APPRENDRE À PASSER LA MAIN
«N guur, ken duko nied », disait, en langue nationale wolof, le premier président de la République du Sénégal (1960- 1980), Léopold Sédar Senghor. Pour ceux qui ne comprennent pas, le défunt président-poète expliquait, en substance, que « quelqu’un qui détient le pouvoir, doit savoir passer la main ».
Malgré l’opposition des hiérarques de son parti, il le fit, se retirant au profit du président Abdou Diouf qui, battu en 2000 par Abdoulaye Wade, après 19 ans à la tête de l’Etat, n’a pas tenté de s’agripper au pouvoir. En vrai démocrate, il a passé le témoin.
Pour des cas d’école, en matière de démocratie en Afrique, ceux inaugurés par Léopold sédar Senghor et Abdou Diouf méritent d’être enseignés sur notre continent. Le premier, pour avoir renoncé volontairement au pouvoir ; le second, pour avoir accepté, de bon cœur, la première alternance démocratique dans son pays.
En Afrique, où une quinzaine de pays passeront, en 2015, par la case élection, il faut bannir le dirigeant qui dit « Sans moi à la tête de l’Etat, ce sera le déluge ».
C’est le discours de celui qui s’évertue à vouloir mourir au pouvoir.

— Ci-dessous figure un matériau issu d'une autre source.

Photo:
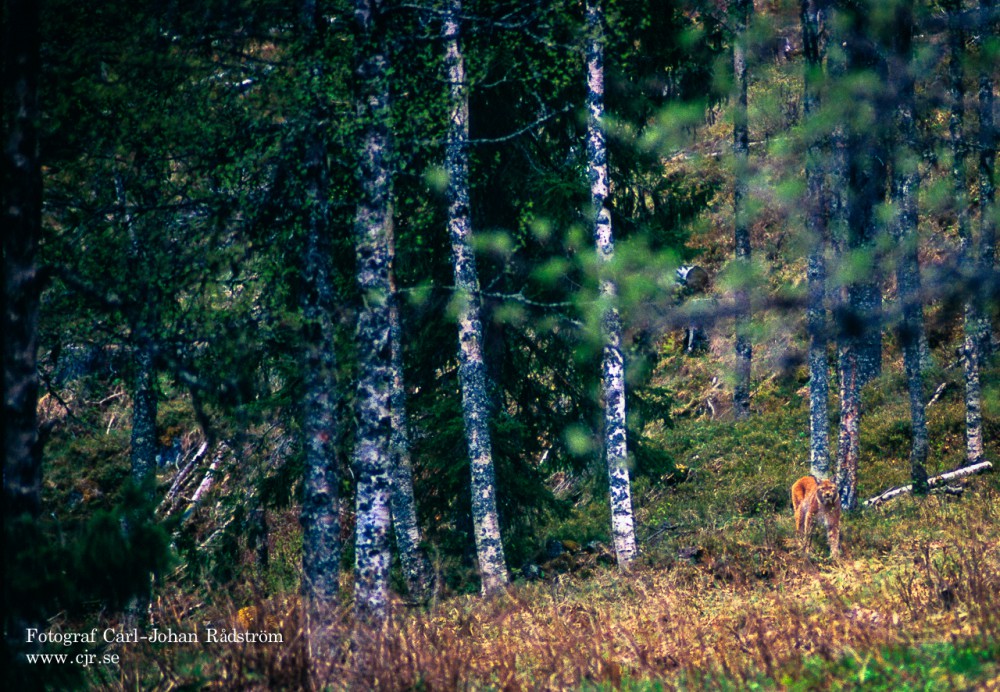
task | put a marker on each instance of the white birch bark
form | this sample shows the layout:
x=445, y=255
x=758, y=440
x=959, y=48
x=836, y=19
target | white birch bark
x=406, y=528
x=613, y=365
x=472, y=369
x=371, y=452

Faut-il oser se dresser devant un tel homme politique et lui crier à la face qu’il n’est pas indispensable.
En tout cas, partout où ils seront organisés, les scrutins de 2015 seront de bons indicateurs de la bonne ou de la mauvaise santé démocratique des Etats concernés. Des pays à risque, il en existe. C’est le cas du Burkina Faso où le projet de modification constitutionnelle, pour permettre à Blaise Compaoré de se représenter, pourrait enflammer le pays.
Au pouvoir depuis 1987, il a déjà effectué deux septennats (1992-1998 et 1998- 2005) et va terminer en fin 2015 son deuxième quinquennat (2005- 2010, 2010-2015). Depuis hier, il a clairement fait savoir, avec l’annonce de la tenue d'un référendum visant à modifier l'article 37 de la Constitution, qu’il veut prolonger son bail à la tête de l’Etat.
Si cela ne tient qu’à l’Assemblée nationale, c’est sûr que Blaise Compaoré et ses souteneurs obtiendront gain de cause. Car ils enlèveront à l’article 37 de la Constitution toute sa substance qui permettait de limiter à deux le nombre de mandats présidentiels et d’empêcher Blaise Compaoré de se présenter au scrutin de novembre 2015. Est-ce que l’opposition burkinabè et la société civile, entre autres, ont les moyens d’empêcher un tel dessein ?
En tout cas, un grand mécontentement règne. Dans les rangs de l’opposition, certains ont déjà commencé à bander les muscles. Le Burkina Faso a, jusqu'ici, échappé à de sérieux troubles politiques grâce à sa stabilité interne et à un solide appareil sécuritaire. Mais, une détérioration du climat politique pourrait tout remettre en cause.
Beaucoup de chefs d’Etat du continent africain vont encore s’essayer à la modification de la loi fondamentale, et notamment des articles limitatifs du mandat présidentiel. Pourtant, l’histoire récente nous apprend que certains qui l’ont tenté ont lamentablement échoué.
Souvenons- nous de Mamadou Tandja, président du Niger (1999-2009), dont les malheurs ont commencé lorsqu'il a décidé de dissoudre le Parlement, après 10 ans de pouvoir, pour imposer une prolongation de son mandat pour trois ans. Cette violation de la Constitution a conduit à son renversement par l’armée.
Récemment, Abdoulaye Wade, l’ex-président sénégalais, a été emporté par le Mouvement du 23 juin 2011 (M23) quand le peuple, avec le slogan « Touche pas à ma Constitution », lui a manifesté, ce jour, son opposition à ce qu’il brigue un troisième mandat.
En se présentant à la présidentielle de 2012 contre la volonté du plus grand nombre, il a vu les électeurs sénégalais lui tourner le dos et ouvrir leurs bras à Macky Sall. L’exemple du M23 du Sénégal peut bien faire des émules ailleurs sur le continent.